NATO said it was prepared to send troops to Turkey to defend its ally after violations of Turkish airspace by Russian jets bombing Syria and Britain scolded Moscow for escalating a civil war that has already killed 250,000 people.
Officials at the U.S.-led alliance are still smarting from Russia's weekend incursions into Turkey's airspace near northern Syria and NATO defense ministers are meeting in Brussels with the agenda likely to be dominated by the Syria crisis.
"NATO is ready and able to defend all allies, including Turkey against any threats," NATO's Secretary-General Jens Stoltenberg told reporters as he arrived for the meeting.
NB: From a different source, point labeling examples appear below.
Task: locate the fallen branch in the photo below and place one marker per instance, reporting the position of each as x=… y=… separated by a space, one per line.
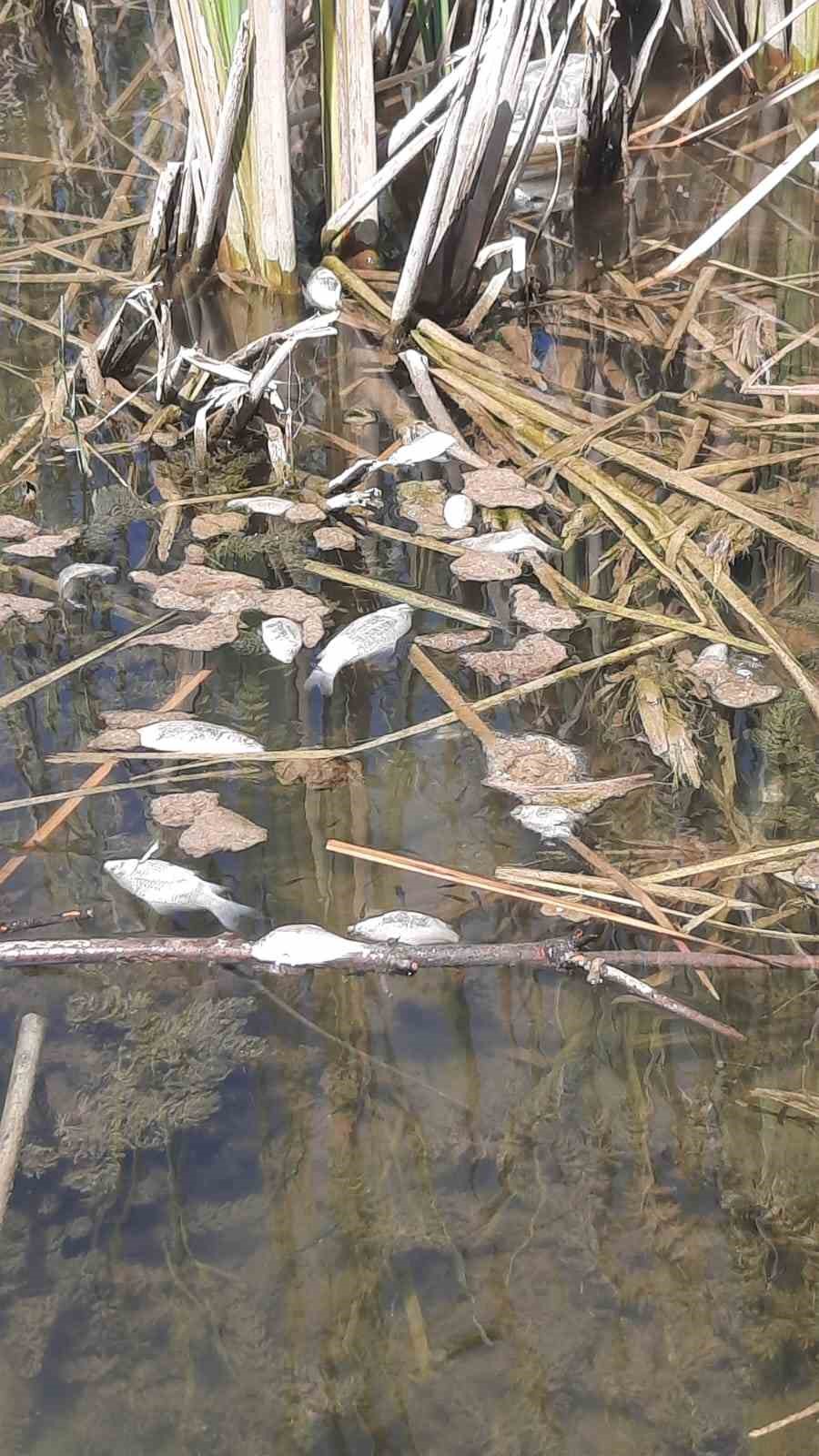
x=18 y=1101
x=560 y=956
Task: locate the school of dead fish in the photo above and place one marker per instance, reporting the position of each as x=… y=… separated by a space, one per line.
x=531 y=772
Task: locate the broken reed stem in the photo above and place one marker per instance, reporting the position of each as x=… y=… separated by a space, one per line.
x=18 y=1101
x=560 y=956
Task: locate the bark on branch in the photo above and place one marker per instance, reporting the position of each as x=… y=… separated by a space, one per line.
x=560 y=956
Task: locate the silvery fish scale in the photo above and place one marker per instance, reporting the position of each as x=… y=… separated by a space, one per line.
x=368 y=637
x=405 y=926
x=303 y=945
x=281 y=638
x=197 y=737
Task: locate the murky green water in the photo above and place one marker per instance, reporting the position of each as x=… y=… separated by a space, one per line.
x=486 y=1212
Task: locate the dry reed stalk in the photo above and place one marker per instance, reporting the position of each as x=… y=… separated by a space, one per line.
x=18 y=1101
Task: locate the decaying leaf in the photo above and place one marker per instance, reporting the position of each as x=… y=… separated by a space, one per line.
x=318 y=774
x=15 y=529
x=121 y=727
x=732 y=682
x=530 y=608
x=220 y=829
x=453 y=641
x=197 y=637
x=423 y=502
x=528 y=763
x=334 y=538
x=210 y=827
x=494 y=487
x=806 y=875
x=25 y=609
x=217 y=523
x=477 y=565
x=528 y=659
x=305 y=514
x=665 y=727
x=196 y=589
x=44 y=546
x=177 y=810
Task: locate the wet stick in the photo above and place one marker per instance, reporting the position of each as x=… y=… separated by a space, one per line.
x=636 y=892
x=387 y=589
x=559 y=956
x=500 y=887
x=452 y=698
x=18 y=1101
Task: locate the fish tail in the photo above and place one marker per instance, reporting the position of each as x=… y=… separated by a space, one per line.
x=321 y=679
x=229 y=914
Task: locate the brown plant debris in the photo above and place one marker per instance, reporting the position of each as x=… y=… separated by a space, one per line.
x=530 y=762
x=479 y=565
x=25 y=609
x=121 y=727
x=732 y=683
x=453 y=641
x=305 y=514
x=806 y=875
x=178 y=810
x=496 y=485
x=44 y=546
x=530 y=608
x=220 y=829
x=15 y=529
x=208 y=826
x=216 y=523
x=319 y=774
x=528 y=659
x=334 y=538
x=197 y=637
x=198 y=589
x=423 y=502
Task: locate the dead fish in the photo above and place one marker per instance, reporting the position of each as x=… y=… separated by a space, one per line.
x=167 y=888
x=70 y=574
x=548 y=823
x=508 y=542
x=373 y=635
x=303 y=945
x=263 y=504
x=281 y=638
x=405 y=926
x=369 y=497
x=431 y=444
x=322 y=290
x=359 y=470
x=458 y=511
x=193 y=737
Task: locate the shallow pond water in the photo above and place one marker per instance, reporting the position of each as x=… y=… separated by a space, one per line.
x=482 y=1212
"NATO has already responded by increasing our capacity, our ability, our preparedness to deploy forces including to the south, including in Turkey," he said, noting that Russia's air and cruise missile strikes were "reasons for concern".
As Russian and U.S. planes fly combat missions over the same country for the first time since World War Two, NATO is eager to avoid any international escalation of the Syrian conflict that has unexpectedly turned the alliance's attention away from Ukraine following Russia's annexation of Crimea last year.
The incursions of two Russian fighters in Turkish airspace on Saturday and Sunday has brought the Syria conflict right up to NATO's borders, testing the alliance's ability to deter a newly assertive Russia without seeking direct confrontation.